2

I just tried to initialised a container, which happened to be empty and came across the following phenomenon:

#include <iostream>
#include <array>
#include <algorithm>

int main(int argc, char *argv[])
{
  std::array<int,NULL> foo = {};
  if ( std::all_of(foo.begin(), foo.end(), [](int i){return i==0;}) )
  std::cout << "All the elements are zero.\n";
  return 0;
}

compiling with:

clang++ -std=c++11 -stdlib=libc++ -o test test.cpp

resulted in:

bash-3.2$ ./test
All the elements are zero.

I am trying to figure out why an empty container returns true for this operation. This problem might be related to: Behaviour of std::list:begin() when list is empty

However I could not find a proper answer to this particular question.

Thank you for your time.

5
  • Don't use NULL as an integer constant.

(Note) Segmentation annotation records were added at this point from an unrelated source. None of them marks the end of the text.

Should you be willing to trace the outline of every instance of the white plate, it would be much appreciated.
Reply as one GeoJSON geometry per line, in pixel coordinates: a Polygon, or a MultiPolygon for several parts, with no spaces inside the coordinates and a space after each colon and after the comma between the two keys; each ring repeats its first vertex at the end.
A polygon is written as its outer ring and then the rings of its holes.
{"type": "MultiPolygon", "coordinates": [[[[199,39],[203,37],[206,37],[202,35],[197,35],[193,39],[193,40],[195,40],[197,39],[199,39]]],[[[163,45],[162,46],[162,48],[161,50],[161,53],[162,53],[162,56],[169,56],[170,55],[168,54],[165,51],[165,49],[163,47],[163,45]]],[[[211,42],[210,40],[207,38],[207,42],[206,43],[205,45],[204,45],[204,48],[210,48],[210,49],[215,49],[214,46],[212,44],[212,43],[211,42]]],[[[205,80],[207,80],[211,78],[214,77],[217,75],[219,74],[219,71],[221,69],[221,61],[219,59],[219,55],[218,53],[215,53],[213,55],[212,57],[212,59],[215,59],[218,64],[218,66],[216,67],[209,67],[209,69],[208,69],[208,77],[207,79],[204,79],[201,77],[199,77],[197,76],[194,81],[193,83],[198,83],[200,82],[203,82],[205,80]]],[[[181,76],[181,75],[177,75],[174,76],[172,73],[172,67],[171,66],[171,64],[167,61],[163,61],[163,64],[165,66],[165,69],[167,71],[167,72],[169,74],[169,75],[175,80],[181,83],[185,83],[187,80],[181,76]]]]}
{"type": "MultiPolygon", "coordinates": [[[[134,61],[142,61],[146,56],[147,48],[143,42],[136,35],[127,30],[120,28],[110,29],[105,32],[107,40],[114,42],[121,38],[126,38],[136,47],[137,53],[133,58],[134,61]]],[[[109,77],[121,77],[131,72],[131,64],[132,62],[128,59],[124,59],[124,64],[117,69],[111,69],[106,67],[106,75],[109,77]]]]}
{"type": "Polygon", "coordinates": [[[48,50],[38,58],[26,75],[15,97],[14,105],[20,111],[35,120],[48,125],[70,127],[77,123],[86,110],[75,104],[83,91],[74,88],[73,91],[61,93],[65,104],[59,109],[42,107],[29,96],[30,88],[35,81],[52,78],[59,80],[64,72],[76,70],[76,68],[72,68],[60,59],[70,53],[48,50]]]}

Commented Sep 1, 2014 at 7:25
  • @T.C. thank you for the tip. I actually tried 'std::array<int,0> foo = {};' the result was the same. Commented Sep 1, 2014 at 7:32
  • 1
    Yes, the result would be the same. That's not the point. NULL is intended to be used as a pointer constant. If you collaborate on software projects with other people, and you use NULL for things other than what it was intended, you will waste your collaborators' time as they try to understand why there is a NULL there. Commented Sep 1, 2014 at 7:38
  • @BenjaminLindley Post-C++11, an implementation is also allowed to define NULL to be nullptr instead. So it's not even portable. Commented Sep 1, 2014 at 7:44
  • @Benjamin - thank you for the explanation. I am still in the early learning process of cpp so I really appreciate any help to avoid future mistakes. Commented Sep 1, 2014 at 7:44

3 Answers 3

6

std::all_of returns true if the range is empty. From 25.2.1 All of

template <class InputIterator, class Predicate>
bool all_of(InputIterator first, InputIterator last, Predicate pred);

Returns: true if [first,last) is empty or if pred(*i) is true for every iterator i in the range [first,last), and false otherwise.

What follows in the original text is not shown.